To meet demand, the auto execs for the second successive year state that manufacturers are intent on keeping high levels of investment in new models and/or products. In fact, 91 percent, versus 94 percent a year ago, said that investment will increase in new technologies in the next two years, and 92 percent of those surveyed said they expect OEMs to increase investment in new technologies, slightly down from 93 percent. With limited dollars for investment, attitudes toward other facets of the organization may regress, including expected funds for marketing and advertising, down from 72 percent to 55 percent this year, and in investment in new plants, dropping to 52 percent, down from 72 percent a year ago.
"The execs clearly understand that they can't take their eyes from investment in technological innovation," said Gary Silberg, National Advisory Automotive Industry leader for KPMG LLP. "They need to be focused on that end game and will not be deterred from it as it presents a solution to either keeping ahead of the competition or joining those on the high end of the ladder."
Manufacturing fuel efficient cars, selected by 29 percent of execs, was the leading trend cited by the execs today, while switching to alternative fuel vehicles (23 percent) and production of environmentally friendly cars (22 percent) rounded out the top three trends.

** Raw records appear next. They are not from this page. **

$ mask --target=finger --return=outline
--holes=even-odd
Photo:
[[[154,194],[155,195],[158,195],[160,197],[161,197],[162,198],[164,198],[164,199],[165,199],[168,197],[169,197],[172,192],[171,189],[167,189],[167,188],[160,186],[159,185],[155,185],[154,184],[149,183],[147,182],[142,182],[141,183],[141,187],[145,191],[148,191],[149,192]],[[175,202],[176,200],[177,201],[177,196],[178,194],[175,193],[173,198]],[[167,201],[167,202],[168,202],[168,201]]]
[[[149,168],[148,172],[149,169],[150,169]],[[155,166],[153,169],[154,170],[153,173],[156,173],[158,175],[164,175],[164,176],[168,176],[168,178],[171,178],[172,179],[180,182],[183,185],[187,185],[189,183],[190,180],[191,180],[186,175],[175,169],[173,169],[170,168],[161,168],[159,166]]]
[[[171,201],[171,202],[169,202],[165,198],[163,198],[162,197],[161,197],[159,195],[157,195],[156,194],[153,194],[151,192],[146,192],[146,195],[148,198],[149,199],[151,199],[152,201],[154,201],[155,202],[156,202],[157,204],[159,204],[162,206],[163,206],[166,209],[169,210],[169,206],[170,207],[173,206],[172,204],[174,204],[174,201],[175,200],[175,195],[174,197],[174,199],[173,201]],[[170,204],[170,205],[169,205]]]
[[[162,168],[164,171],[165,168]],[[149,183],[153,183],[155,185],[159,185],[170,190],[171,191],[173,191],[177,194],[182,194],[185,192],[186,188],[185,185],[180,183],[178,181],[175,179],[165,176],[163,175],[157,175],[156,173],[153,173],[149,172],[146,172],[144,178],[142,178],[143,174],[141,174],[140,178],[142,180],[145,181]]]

But where the investment and focus is right now has shifted from the KPMG survey of a year ago. Asked to rate the importance of automotive product innovations over the next five years, in the 2007 KPMG survey, the execs said hybrid systems, fuel cell technology, advanced materials and electric & battery technology. This year they voiced much stronger views for hybrid systems, up to 91 percent from 79 percent. And they moved electric and battery to a clear number two, up to 82 percent from 60 percent.
"This demonstrates that the manufacturers are recognizing clearer winning paths to getting to market sooner, and there have been great advancement in electric and battery technology," said KPMG's Silberg.
On the topic of areas in which manufacturers and suppliers alike should look to for cost savings over the next five years, the top three were manufacturing process and technology innovations (up 3 percentage points to 70 percent this year), product materials innovation (up 10 percentage points to 67 percent this year), and low-cost country sourcing (falling six percentage points this year to 59 percent). When asked specifically about the top cost-savings opportunity by sector, the execs said OEMs (68 percent), Tier One (69 percent) and Tier Two suppliers (77 percent) would benefit most through manufacturing process and technology improvements.